A new kind of stellar explosion provides a novel way to probe the distant Universe, according to new results published today in Nature Astronomy.
Researchers from Lancaster University joined a global team, led by Radboud University, Netherlands, examining 'Fast X-ray transients (FXTs)' which are highly mysterious outbursts of X-ray radiation, typically lasting for just a few minutes.
"We've known that these unique explosions exist for some time, but it is only now, thanks to the new Einstein Probe mission, that we can pinpoint them in near real time", says astronomer Professor Peter Jonker, of Radboud University, Netherlands, discoverer of one of the first such events, and second author of today's paper.
The authors used a precise position provided first by an X-ray space telescope, the Einstein Probe, and refined on the ground by the ATLAS optical telescope to pinpoint the Fast X-ray Transient in space through observations with the Very Large Telescope in Chile and the Grantecan Telescope in Spain.
"These observations show that this explosion happened when the Universe was less than 10 per cent of its current age - the light has been travelling to us for 12 billion years," says Professor Andrew Levan, of Radboud University, and first author of the study.
"The combination of the distance and the brightness means this explosion gave off more energy in a few seconds than the Sun will over its entire life.
"These extreme energies, along with the detection of gamma-rays by the Fermi satellite, suggest that the Fast X-ray Transients are related, at least sometimes, to the extremely powerful gamma-ray bursts that have been studied for half a century."
"A real question is if all of the Fast X-ray Transients come from gamma-ray burst-like systems, or if there is much more diversity. Our paper shows that many of them might be gamma-ray bursts, but there are good reasons to think there is much more still to discover", added Professor Jonker.
When examining the observations from the Very Large Telescope, it became apparent that there is very little material, particularly hydrogen, surrounding this burst.
Hydrogen acts like a filter for ultraviolet light, blocking it from passing through the Universe.

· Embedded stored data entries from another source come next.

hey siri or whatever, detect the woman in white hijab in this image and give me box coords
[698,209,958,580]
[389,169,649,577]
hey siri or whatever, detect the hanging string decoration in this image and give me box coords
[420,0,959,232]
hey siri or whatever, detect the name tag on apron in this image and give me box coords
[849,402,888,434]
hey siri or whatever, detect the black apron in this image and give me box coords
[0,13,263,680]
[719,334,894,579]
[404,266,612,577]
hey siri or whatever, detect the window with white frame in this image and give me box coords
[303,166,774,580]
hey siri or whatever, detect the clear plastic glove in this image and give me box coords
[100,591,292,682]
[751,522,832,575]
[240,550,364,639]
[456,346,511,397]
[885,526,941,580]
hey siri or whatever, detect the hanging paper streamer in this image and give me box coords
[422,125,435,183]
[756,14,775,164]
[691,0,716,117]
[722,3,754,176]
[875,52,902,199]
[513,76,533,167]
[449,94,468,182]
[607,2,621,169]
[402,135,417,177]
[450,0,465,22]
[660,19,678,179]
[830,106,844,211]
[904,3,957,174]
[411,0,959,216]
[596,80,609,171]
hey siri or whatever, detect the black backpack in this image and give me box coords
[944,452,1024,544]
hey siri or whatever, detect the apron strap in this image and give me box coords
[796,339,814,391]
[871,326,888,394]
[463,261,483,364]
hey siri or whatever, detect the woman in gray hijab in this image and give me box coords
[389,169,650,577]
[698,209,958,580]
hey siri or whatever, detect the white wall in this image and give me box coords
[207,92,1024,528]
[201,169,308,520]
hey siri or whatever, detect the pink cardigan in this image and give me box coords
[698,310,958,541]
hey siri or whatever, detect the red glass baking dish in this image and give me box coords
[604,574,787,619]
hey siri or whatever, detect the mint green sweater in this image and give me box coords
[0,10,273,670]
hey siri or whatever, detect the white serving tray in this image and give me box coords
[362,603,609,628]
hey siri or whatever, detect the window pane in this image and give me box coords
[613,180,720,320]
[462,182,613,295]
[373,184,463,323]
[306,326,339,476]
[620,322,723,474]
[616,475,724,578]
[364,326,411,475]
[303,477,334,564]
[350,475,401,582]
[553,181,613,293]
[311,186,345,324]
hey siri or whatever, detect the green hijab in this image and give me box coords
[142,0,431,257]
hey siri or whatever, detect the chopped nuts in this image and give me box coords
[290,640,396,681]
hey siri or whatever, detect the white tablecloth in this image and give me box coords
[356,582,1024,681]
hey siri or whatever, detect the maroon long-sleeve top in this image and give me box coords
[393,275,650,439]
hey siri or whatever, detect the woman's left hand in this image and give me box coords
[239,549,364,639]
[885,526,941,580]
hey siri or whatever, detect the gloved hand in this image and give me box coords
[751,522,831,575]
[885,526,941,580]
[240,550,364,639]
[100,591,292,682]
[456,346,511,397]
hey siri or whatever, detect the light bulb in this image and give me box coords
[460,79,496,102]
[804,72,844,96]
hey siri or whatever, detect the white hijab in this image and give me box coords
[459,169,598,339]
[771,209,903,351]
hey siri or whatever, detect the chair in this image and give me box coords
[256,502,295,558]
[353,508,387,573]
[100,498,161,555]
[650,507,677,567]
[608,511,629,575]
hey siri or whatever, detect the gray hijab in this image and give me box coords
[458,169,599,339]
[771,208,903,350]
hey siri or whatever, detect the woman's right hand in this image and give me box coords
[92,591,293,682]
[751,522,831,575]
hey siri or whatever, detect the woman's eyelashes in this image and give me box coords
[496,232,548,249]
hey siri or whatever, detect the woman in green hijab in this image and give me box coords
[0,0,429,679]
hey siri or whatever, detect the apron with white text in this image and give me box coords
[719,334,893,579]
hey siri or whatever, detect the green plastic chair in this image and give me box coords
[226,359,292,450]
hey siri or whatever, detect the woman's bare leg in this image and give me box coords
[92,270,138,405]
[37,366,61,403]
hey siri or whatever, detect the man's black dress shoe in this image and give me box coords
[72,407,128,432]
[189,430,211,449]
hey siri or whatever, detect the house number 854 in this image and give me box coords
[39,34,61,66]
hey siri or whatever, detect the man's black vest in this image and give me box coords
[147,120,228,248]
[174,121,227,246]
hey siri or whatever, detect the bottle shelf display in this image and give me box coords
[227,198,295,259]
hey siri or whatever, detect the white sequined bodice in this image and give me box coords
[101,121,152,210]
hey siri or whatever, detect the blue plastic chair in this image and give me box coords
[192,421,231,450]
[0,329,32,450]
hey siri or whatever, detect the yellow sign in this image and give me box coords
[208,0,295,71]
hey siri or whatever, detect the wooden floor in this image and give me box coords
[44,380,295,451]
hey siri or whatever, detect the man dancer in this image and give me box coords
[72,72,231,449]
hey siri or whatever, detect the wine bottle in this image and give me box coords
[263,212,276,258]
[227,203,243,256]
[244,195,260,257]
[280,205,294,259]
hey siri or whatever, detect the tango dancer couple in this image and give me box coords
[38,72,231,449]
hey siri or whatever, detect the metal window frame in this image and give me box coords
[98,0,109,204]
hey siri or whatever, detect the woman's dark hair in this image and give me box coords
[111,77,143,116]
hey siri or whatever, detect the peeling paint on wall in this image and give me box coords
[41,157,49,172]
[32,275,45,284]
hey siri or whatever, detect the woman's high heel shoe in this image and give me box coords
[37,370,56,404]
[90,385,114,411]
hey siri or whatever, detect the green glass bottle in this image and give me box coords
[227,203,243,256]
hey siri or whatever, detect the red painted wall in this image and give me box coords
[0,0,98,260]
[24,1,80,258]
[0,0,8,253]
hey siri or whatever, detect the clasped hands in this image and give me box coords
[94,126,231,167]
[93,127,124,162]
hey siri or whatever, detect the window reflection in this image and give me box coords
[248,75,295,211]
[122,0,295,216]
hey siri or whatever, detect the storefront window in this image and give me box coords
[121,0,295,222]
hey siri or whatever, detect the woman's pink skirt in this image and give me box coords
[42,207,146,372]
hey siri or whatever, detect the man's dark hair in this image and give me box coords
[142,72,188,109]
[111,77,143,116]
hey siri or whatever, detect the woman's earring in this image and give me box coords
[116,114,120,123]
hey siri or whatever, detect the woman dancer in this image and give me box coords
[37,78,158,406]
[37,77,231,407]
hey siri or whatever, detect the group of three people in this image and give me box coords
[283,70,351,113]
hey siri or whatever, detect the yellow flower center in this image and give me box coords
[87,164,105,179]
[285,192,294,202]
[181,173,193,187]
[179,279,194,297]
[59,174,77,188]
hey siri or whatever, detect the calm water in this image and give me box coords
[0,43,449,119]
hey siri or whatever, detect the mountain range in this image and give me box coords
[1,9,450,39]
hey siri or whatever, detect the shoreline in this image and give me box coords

However, in the history of the Universe, around the time of this Fast X-ray Transient, the Universe underwent its last global change in a process called reionisation, where the hydrogen between galaxies was hit with ultraviolet light and 'reionised'.
The challenge is that almost all the ultraviolet light created by stars in the Universe is blocked by hydrogen in the galaxy in which it sits.
"Our observations show that perhaps 10% of the ultraviolet light created in the host galaxy of the Fast X-ray Transient is escaping to ionise the Universe," said Andrea Saccardi, CNES Fellow at CEA Paris-Saclay, and third author of the paper.
"This is the most distant event where we can directly see light escaping from around stars. Galaxies like this are probably really important for reionisation."
These observations are of one of the first events detected by the Einstein Probe.
"In the year since this first object we have found and studied another 20 of these outbursts, they are living up to their promise as an exciting new way to explore both how stars end their lives, and also what the Universe was like in the distant past", added Professor Levan.
Research co-author and Lecturer in Astrophysics at Lancaster University Dr Samantha Oates was part of the research team.
She said: "This event is novel and interesting because only a handful of FXTs had been discovered until very recently, and their origin was a mystery, primarily because they had been found in archival observations.
"By the time they were discovered, it was too late to perform follow-up of these transient X-ray objects at other wavelengths to get other information about what might be causing them."
The Einstein Probe, launched in January 2024, is, says Dr Oates, revolutionising the detection and follow-up of FXTs, which are now regularly detected, and the community is alerted quickly, enabling rapid follow-up.
She added: "The Einstein Probe has opened up a new window on the universe, allowing us to probe the origin of these transient X-ray phenomena and widen our knowledge of the behaviour associated with the deaths of massive stars."